• Zero Budget Natural Farming (ZBNF) is a set of farming methods, and also a grassroots peasant movement, which has spread to various states in India.
  • It has attained wide success in southern India, especially the southern Indian state of Karnataka where it first evolved.  
  • The movement in Karnataka state was born out of collaboration between Mr Subhash Palekar, who put together the ZBNF practices, and the state farmers association Karnataka Rajya Raitha Sangha (KRRS), a member of La Via Campesina (LVC).
  • The neoliberalization of the Indian economy led to a deep agrarian crisis that is making small scale farming an unviable vocation.
  • Privatized seeds, inputs, and markets are inaccessible and expensive for peasants. Indian farmers increasingly find themselves in a vicious cycle of debt, because of the high production costs, high interest rates for credit, the volatile market prices of crops, the rising costs of fossil fuel based inputs, and private seeds.
  • Debt is a problem for farmers of all sizes in India. Under such conditions, ‘zero budget’ farming promises to end a reliance on loans and drastically cut production costs, ending the debt cycle for desperate farmers.
  • The word ‘budget’ refers to credit and expenses, thus the phrase ‘Zero Budget’ means without using any credit, and without spending any money on purchased inputs. ‘Natural farming’ means farming with Nature and without chemicals.
  • The success of climate-resilient, Zero Budget Natural Farming will not only help India in meeting its SDGs but it can also inspire and transform the lives of millions of farmers across the developing world.
  • The scale-out of ZBNF will promote regenerative agriculture, improve soil biodiversity and productivity, and ensure decent livelihoods to smallholder farmers, who grow so much of the food people consume but receive so little reward for their labour.

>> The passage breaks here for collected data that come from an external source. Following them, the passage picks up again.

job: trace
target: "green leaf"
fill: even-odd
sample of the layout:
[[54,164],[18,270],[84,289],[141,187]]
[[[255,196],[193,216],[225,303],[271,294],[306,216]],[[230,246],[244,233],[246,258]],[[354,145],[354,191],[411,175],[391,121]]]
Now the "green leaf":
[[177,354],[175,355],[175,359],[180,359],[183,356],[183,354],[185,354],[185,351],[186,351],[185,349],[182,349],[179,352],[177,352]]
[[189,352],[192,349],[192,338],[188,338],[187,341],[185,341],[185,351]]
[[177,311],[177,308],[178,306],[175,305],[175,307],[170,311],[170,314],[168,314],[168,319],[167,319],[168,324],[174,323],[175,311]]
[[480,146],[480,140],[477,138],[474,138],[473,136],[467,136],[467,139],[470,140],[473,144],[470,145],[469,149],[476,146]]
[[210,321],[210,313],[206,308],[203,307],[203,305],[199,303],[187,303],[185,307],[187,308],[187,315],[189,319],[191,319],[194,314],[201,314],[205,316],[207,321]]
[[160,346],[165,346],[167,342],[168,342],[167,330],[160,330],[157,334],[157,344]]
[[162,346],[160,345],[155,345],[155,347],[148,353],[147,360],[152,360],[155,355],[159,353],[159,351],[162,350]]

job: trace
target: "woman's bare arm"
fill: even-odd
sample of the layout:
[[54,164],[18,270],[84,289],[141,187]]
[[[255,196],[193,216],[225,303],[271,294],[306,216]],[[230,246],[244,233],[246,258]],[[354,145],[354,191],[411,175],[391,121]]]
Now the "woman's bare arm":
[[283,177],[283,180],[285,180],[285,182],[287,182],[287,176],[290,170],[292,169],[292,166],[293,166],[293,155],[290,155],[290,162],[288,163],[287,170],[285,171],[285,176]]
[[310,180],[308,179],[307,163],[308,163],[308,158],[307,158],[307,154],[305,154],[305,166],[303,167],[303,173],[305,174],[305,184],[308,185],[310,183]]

  • As both a social and environmental programme, it aims to ensure that farming – particularly smallholder farming – is economically viable by enhancing farm biodiversity and ecosystem services.

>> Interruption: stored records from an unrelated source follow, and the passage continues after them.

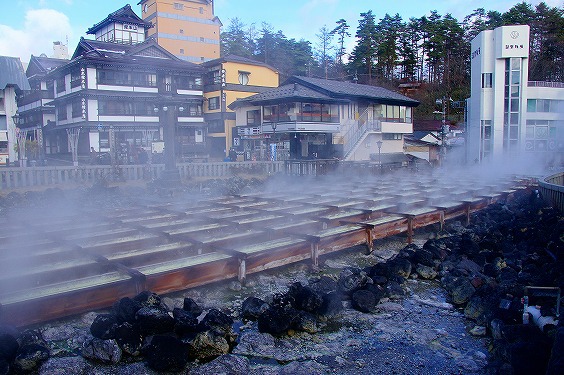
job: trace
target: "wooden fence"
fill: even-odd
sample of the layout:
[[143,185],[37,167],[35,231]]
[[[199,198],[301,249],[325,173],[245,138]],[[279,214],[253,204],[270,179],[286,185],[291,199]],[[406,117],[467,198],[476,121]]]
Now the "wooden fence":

  • It reduces farmers’ costs through eliminating external inputs and using in-situ resources to rejuvenate soils, whilst simultaneously increasing incomes, and restoring ecosystem health through diverse, multi-layered cropping systems.
  • Zero Budget Natural Farming also aims to create the social capital necessary for vibrant and inclusive agricultural production, by establishing farmers’ federations and self-help groups, and placing farmers at the forefront of knowledge creation and dissemination.
  • Considering its impressive scale, an effective shift to a 100% natural farming state with 8 million hectares free of chemical contamination will achieve transformative impacts in India.
  • In addition, it will provide a blueprint for an inclusive agricultural model, which takes into account diversity of people along with agro-climatic conditions and can be adapted to varying global contexts to reduce vulnerabilities to climate change.
  • Moreover, as 14 out of the 17 Sustainable Development Goals are dependent on the status of natural resources, the health of communities, access to secure nutrition, and empowerment of women, ZBNF constitutes an effective cross-sectoral strategy for achieving SDGs targets.
  • ZBNF builds on agroecological principles, that are at the heart of sound integrative, systems science, with the promise of resilient and productive landscapes that offer the kinds multiple benefits for society and ecology that our Planet sorely needs today from all of its landscapes.
  • It, therefore, sets the pace and the agenda for all of us.
  • The world is running out of time to reverse the climate change trajectory, which is precisely why it is crucial to engage and invest in a new paradigm championing regenerative agriculture with significant positive externalities.